MS DNS will add the period for you in almost every instance, but it's worth being aware of.

Zone Transfers:

How frequently a Zone Transfers is based on the values in the SOA Record. If you double click on it you'll see a number of intervals:

Refresh Interval - How frequently the Secondary server will check in with the Primary looking for a change. The default value of 15 minutes is good enough for this.

Retry Interval - How long it will wait before retrying a transfer if one fails (say the primary server is down for a few minutes). The default value of 10 minutes is good enough.

Expiry - How long the secondary keeps it's copy of the zone before it decides it's too out of date (then it discards the zone data). 1 Day is rubbish. I recommend increasing this to 48 Days. Makes you a lot safer in the event of server failure on the Primary.

The minimum TTL (Time To Live) is treated differently on different servers. Here it defines the default value for the Time To Live on records, I'd set that to 1 Day unless you feel you'll change records around a great deal.

> Compounding our potential confusion, way back when I set this DNS up and had no
> idea what I was doing, I appended ".local" as part of a name I should not have, and
> I have been advised this is functional but "weird."

That's fine and common for a Private domain (such as one for Active Directory). .local may cause problems with Apple Mac's but that is the extent of those. It's certainly not weird :)

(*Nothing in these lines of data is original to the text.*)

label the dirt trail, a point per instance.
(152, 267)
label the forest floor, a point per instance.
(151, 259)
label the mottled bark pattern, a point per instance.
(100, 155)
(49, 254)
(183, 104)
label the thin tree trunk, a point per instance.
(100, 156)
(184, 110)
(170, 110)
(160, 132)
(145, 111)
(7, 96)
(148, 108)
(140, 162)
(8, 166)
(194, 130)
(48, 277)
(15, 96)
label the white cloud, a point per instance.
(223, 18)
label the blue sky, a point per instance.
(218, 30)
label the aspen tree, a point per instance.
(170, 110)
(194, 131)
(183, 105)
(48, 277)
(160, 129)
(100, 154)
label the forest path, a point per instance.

You will find there are a lot of differing opinions on that naming convention around the Internet. What you have is valid, there are other valid choices too. People like to argue about what the "right" valid choice is, all very silly.

> What you seem to be suggesting is that (at least as a convention) I should
> create A records that correspond to my server machine names, one for each machine.
> So in the MSFT console for a given public zone -- domain.com -- it would look like

That would be fine as well, and would happily replace ns1 / ns2 in the examples above. All we care about is making the publicly accessible.